Plan 2020-2030 – the vision of oil boss António Costa Silva, brought in to help steer Portugal back to economic recovery (click here) – has emerged from weeks of public consultation and is on the way for approval by the Council of Ministers on Thursday.
In a presentation at the Calouste Gulbenkian Foundation in Lisbon today (the Gulbenkian being the former owners of Partex Oil & Gas which still employs Costa Silva), prime minister António Costa – whose idea it was to task Costa Silva with the formulation of a recovery strategy – said this is a document that will be executed by different governments, possibly even by different politics.
What is essential is that it does what it sets out to do – with all the help of the €45 billion European ‘bazooka’ of post-Coronavirus funding coming Portugal’s way.
The cornerstones have been given under 10 specific headings:
● indispensable infrastructure networks;
● the qualification of the population, acceleration of digital transition, digital infrastructure, science and technology;
● health and the future;
● Social State;
● reindustrialisation of the country;
● industrial reconversion;
● energetic transition and electrification of the economy,
● territorial cohesion agriculture and forestry;
● new paradigm for cities and mobility;
● culture, service, tourism and commerce.
These areas have been bandied about throughout the summer, but what ‘transformations’ will come remain unclear.
What is clear is that two European ‘instruments’ created at the historic summit earlier this summer are pivotal from the point of finance: the €1.074 billion pluriannual 2021-2027 budget and the €750 billion Recovery and Resilience Fund.
Following the plan’s approval, it will go to parliament for debate and finally be presented to Brussels mid-October.
Stresses Jornal Económico, public consultation saw over 1,000 ‘contributions’ to Costa Silva’s vision, which resulted in the formulation of six ‘addenda’ covering the petrochemical cluster, deep-sea mining, biomass plants, energetic efficiency, tourism and commerce and services.
Costa Silva told the presentation on Tuesday that in his opinion the contributions helped ‘improve’ the quality of the overall strategy.
Regarding the petrochemical cluster, the idea is to ‘reinforce’ Portugal’s international presence by capturing investment and ‘substituting imports’.

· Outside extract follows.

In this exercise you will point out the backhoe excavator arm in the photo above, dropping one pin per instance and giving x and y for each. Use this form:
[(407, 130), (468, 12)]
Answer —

Concerns that deep-sea mining could have extremely harmful effects on the sustainability of marine ecosystems have seen the assurance that exploration of marine resources will only go forwards with ‘guarantees of safety’.
“Exploration in the sea can be a source of wealth but only if done on the basis of informed decisions that safeguard natural heritage”, Costa Silva stressed.
But he conceded that Portugal hasn’t yet reached the nadir in terms of this current crisis. Things will get worse before they get better – and “we can’t have any illusions, we’re going to see companies that cannot run the course of this pandemic”.
And as a crisis, this is also “just the tip of the iceberg”, he warned. We have an environmental and “very serious” climate crisis underneath.
“When there is an epidemic like this, it’s not the market that can save us, it’s the State, public services and the State Health System”, he concluded. “I hope there is the humility to assume this historic defeat that reality has imposed on ultra-liberal ideas”.